Maybe for merchandise?


----------



## Stalfos (Jan 25, 2018)

My hope is that when they reveal it, it will be done already and ready for release. Don't tease us with a game that won't release for several years like you did with New Leaf, Nintendo.


----------



## Soigne (Jan 29, 2018)

Stalfos said:


> My hope is that when they reveal it, it will be done already and ready for release. Don't tease us with a game that won't release for several years like you did with New Leaf, Nintendo.



Same. None of this 3 year waiting post-announcement nonsense again.


----------



## Soigne (Jan 29, 2018)

Stalfos said:


> My hope is that when they reveal it, it will be done already and ready for release. Don't tease us with a game that won't release for several years like you did with New Leaf, Nintendo.



Same. None of this 3 year waiting post-announcement nonsense again.


----------



## Mars Adept (Jan 29, 2018)

Soigne said:


> Same. None of this 3 year waiting post-announcement nonsense again.



I'm pretty sure five years is long enough already. I really hope there's an announcement at E3 this year.


----------



## Mr. Cat (Jan 30, 2018)

I'm so confused because over a year before the mobile app was released I heard that they wanted the mobile app to be compatible with a new Animal Crossing console game. I can not find an article like this anywhere, but I KNOW I've seen this before a long time ago.


----------



## tsukune_713 (Jan 30, 2018)

Mr. Cat said:


> I'm so confused because over a year before the mobile app was released I heard that they wanted the mobile app to be compatible with a new Animal Crossing console game. I can not find an article like this anywhere, but I KNOW I've seen this before a long time ago.



same i remember hearing it before that they want them to be able to connect somehow


----------



## John Wick (Feb 2, 2018)

I truly hope a new AC game isn't to do with pocket cramp! 
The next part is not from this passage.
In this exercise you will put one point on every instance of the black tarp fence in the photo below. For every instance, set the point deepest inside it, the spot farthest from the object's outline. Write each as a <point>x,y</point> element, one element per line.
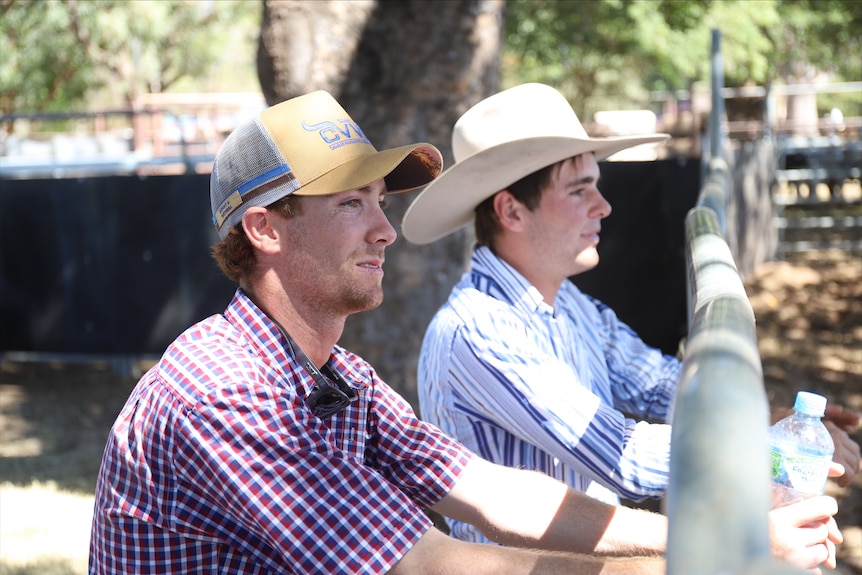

No way I'd buy that rubbish.


----------



## tsukune_713 (Feb 2, 2018)

Jon_Snow said:


> I truly hope a new AC game isn't to do with pocket cramp!
> 
> No way I'd buy that rubbish.


sounds like the only thing it will do with pocket camp is to get some items or something along those lines, nothing that will be game changing


----------



## Paperboy012305 (Feb 2, 2018)

Jon_Snow said:


> I truly hope a new AC game isn't to do with pocket cramp!
> 
> No way I'd buy that rubbish.


The only thing that could probably happen is that you get to transfer Pocket Camp Exclusive items over to the AC Switch, that's how I see it.


----------



## John Wick (Feb 2, 2018)

I don't and WON'T play PC, ever. So if it's needed to obtain items in a Switch game, then I won't be playing AC for Switch either.


----------



## JCnator (Feb 2, 2018)

Jon_Snow said:


> I don't and WON'T play PC, ever. So if it's needed to obtain items in a Switch game, then I won't be playing AC for Switch either.



So apparently, this one inconsequential detail will ruin Animal Crossing Switch forever for you. Brilliant opinion, I must say!
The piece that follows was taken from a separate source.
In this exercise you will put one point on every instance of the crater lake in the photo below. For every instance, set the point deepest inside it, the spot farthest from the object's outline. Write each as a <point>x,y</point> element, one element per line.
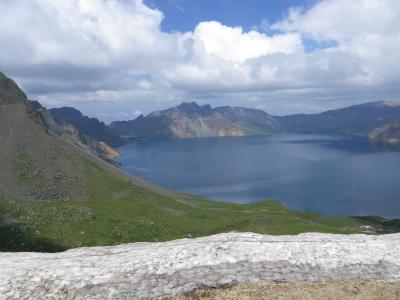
<point>330,174</point>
Seriously enough, how comes the existence of unlockable Pocket Camp items on the Switch iteration would detract that much your enjoyment? They'll very likely make up for a very small part of the overall package, and aren't going to be mandatory for enjoying the game. It's not like the Animal Crossing installments were begging you to achieve 100% completion to begin with.


----------



## John Wick (Feb 3, 2018)

TheBigJC7777777 said:


> So apparently, this one inconsequential detail will ruin Animal Crossing Switch forever for you. Brilliant opinion, I must say!
> 
> Seriously enough, how comes the existence of unlockable Pocket Camp items on the Switch iteration would detract that much your enjoyment? They'll very likely make up for a very small part of the overall package, and aren't going to be mandatory for enjoying the game. It's not like the Animal Crossing installments were begging you to achieve 100% completion to begin with.



Yep. It would ruin it. 
I'm sick of AC internet required aspects that never allow me, and a lot of others, to never complete the game. 

Streetpass. A complete waste. I never go out. 
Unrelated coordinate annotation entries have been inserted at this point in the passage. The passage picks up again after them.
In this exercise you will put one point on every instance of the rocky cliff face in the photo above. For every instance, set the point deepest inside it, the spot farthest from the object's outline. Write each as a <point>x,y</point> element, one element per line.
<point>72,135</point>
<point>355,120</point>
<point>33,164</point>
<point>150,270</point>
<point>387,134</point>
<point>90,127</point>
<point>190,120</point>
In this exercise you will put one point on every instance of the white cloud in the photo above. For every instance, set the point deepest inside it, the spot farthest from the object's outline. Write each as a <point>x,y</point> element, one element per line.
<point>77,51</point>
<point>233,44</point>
HH Showcase. A massive waste of space. It will always be empty. :-/ 

Just because I prefer a solo game, and am not interested in internet interaction, doesn't make my opinion a bad one, because it differs from yours.  

I have only a mobile phone for internet, and have to pay a fortune for data. 

My opinion is a valid one.


----------



## ztc0611 (Feb 4, 2018)

Jon_Snow said:


> Yep. It would ruin it.
> I'm sick of AC internet required aspects that never allow me, and a lot of others, to never complete the game.
> 
> Streetpass. A complete waste. I never go out.
> ...



I think your opinion kind of ceases to be valid when you’re demanding the removal of popular features just because you personally cannot use them, but that’s probably just me. 


Anyways, I’m kind of expecting it to be announced between now and June (E3), and it to release between September and December of this year. New Leaf was a bit of a fluke with how long it’s announcement to release took. Also, if it arrives in September, it can be used to show off some of the fancy features of the new Nintendo Switch Online paid service. (Hopefully some aspects remain free )


----------



## John Wick (Feb 4, 2018)

I'm not demanding anything!  

I truly don't care anymore. 

NL is great. 
I'll stick with that, and IF they make a decent AC for Switch without forced internet, and no gaping wastes of space like the HHA Showcase, then I may give it a whirl. 

My opinion IS valid. 
The only problem with _my_ opinion, is that it differs from _your_ opinion.


----------



## ztc0611 (Feb 4, 2018)

I hate to break it to ya, but there is a slim chance of multiplayer features being scaled back, they have only gotten more advanced with each game since the creation of the franchise.

But I’m a little confused on something: is there anything that actually forces you to connect online that effects the single player-only experience? All I can think of is...

the island (which still functions in single player but just less interesting)
the train station customizations
free DLC items (which have been done since wild world)
turnips (multiplayer isn’t really required, though)
non-native fruit (you can obtain them by mailing your own villagers, however)

Everything else major kind of keeps to it’s own side of the Single Player vs Multi Player (like the HHA showcase) split, or are fully functional with either. (Also some of this stuff can be done with local multiplayer, which doesn’t require internet)

I feel like in NL even without connecting online you get 90%+ of the content, and ACS will have to be a similar amount, because it’s a portable which can’t be trusted to always have internet. (and paid online)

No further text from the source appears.